Mi, 19. September 2018

US-Branche boomt

23.11.2017 06:00

Ihr Essen für die Zeit nach der Apokalypse

Naturkatastrophen, Atomkriege oder Wirtschaftskrisen - Horrorszenarien, die selbst in den zivilisiertesten Regionen der Welt offenbar schon morgen losbrechen können. Zumindest wenn man jenen Firmen glaubt, die an der Angst der Menschen sehr viel Geld verdienen. Besonders die Hersteller von Überlebenspaketen verdienen derzeit gutes Geld. Denn die Bewegung der sogenannten Prepper wächst.

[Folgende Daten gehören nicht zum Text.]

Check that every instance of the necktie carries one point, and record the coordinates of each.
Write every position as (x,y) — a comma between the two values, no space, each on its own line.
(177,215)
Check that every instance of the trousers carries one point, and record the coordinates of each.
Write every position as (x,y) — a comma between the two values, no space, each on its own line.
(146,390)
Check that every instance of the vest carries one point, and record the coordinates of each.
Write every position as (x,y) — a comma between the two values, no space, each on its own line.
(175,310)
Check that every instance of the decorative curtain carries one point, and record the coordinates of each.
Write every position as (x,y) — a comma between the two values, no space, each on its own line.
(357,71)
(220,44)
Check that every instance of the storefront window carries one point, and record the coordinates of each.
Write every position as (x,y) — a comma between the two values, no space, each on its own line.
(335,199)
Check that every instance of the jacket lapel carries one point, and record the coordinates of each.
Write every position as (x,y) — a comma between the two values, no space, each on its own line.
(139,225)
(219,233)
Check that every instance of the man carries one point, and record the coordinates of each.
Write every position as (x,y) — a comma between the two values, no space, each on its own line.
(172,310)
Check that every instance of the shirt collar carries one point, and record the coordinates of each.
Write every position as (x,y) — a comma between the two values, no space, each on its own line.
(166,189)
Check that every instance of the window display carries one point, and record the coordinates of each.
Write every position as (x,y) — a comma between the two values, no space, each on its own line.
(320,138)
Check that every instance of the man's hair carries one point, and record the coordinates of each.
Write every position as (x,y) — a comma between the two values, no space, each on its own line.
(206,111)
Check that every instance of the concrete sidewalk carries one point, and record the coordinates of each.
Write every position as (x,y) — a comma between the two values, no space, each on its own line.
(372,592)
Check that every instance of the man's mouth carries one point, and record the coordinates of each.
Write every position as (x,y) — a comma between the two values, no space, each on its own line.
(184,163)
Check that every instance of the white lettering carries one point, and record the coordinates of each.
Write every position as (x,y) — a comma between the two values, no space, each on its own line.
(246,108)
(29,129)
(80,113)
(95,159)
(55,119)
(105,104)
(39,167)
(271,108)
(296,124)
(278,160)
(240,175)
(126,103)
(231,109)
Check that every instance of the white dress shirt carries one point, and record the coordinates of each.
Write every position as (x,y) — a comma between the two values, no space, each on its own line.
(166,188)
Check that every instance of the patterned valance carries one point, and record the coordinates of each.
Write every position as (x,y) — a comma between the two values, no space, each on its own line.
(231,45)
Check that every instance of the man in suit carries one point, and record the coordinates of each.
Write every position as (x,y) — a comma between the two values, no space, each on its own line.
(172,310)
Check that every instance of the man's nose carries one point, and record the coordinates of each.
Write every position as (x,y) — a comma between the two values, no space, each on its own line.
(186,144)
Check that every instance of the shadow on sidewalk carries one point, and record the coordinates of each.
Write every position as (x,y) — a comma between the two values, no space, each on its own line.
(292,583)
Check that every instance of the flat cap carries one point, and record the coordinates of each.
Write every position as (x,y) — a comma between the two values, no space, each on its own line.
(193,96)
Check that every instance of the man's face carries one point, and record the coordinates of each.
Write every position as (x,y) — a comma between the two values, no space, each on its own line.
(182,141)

Gefriergetrocknete Essensrationen, die sich bis zu 25 Jahre halten - damit macht die Wise Company derzeit das große Geschäft. Aber auch der Absatz von Wasserfiltern, Elektrogeneratoren und Erste-Hilfe-Sets boomt. Alleine in den letzten vier Monaten habe man über 40 Prozent mehr verkauft, berichtet der Geschäftsführer Aaron Jackson gegenüber "Bloomberg".

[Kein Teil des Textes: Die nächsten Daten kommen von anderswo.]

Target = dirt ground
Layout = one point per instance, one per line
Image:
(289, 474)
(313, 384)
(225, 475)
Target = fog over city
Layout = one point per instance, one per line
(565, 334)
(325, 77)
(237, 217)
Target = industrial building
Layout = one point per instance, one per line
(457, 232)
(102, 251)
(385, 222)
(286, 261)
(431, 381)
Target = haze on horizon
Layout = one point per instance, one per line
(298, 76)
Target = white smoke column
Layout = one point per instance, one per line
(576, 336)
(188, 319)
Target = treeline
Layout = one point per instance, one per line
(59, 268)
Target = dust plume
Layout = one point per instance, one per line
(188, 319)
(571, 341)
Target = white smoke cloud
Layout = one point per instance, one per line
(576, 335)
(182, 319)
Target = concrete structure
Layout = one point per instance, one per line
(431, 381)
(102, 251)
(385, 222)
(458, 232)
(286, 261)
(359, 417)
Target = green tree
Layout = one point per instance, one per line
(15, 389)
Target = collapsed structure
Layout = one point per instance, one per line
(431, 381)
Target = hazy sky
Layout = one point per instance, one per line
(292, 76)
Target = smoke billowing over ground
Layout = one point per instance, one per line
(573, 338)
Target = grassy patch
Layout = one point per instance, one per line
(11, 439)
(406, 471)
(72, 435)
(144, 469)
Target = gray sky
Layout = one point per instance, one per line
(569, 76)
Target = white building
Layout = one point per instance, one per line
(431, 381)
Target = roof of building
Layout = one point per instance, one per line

Doch nicht nur die Vorstadt-Amerikaner lagern die Wise-Essensrationen in ihren Kellern und Garagen ein. Auch das Krisenmanagement der USA griff nach Hurrikan "Maria" auf die Instant-Menüs der Firma zurück: "Ich war damals gerade mit meiner Familie Abendessen, als mich Michael Lee vom der Federal Emergency Management Agency anrief und sagte, er brauche ab morgen zwei Millionen Portionen unserer Fertignahrung. Für die Opfer in Puerto Rico", erzählt Jackson.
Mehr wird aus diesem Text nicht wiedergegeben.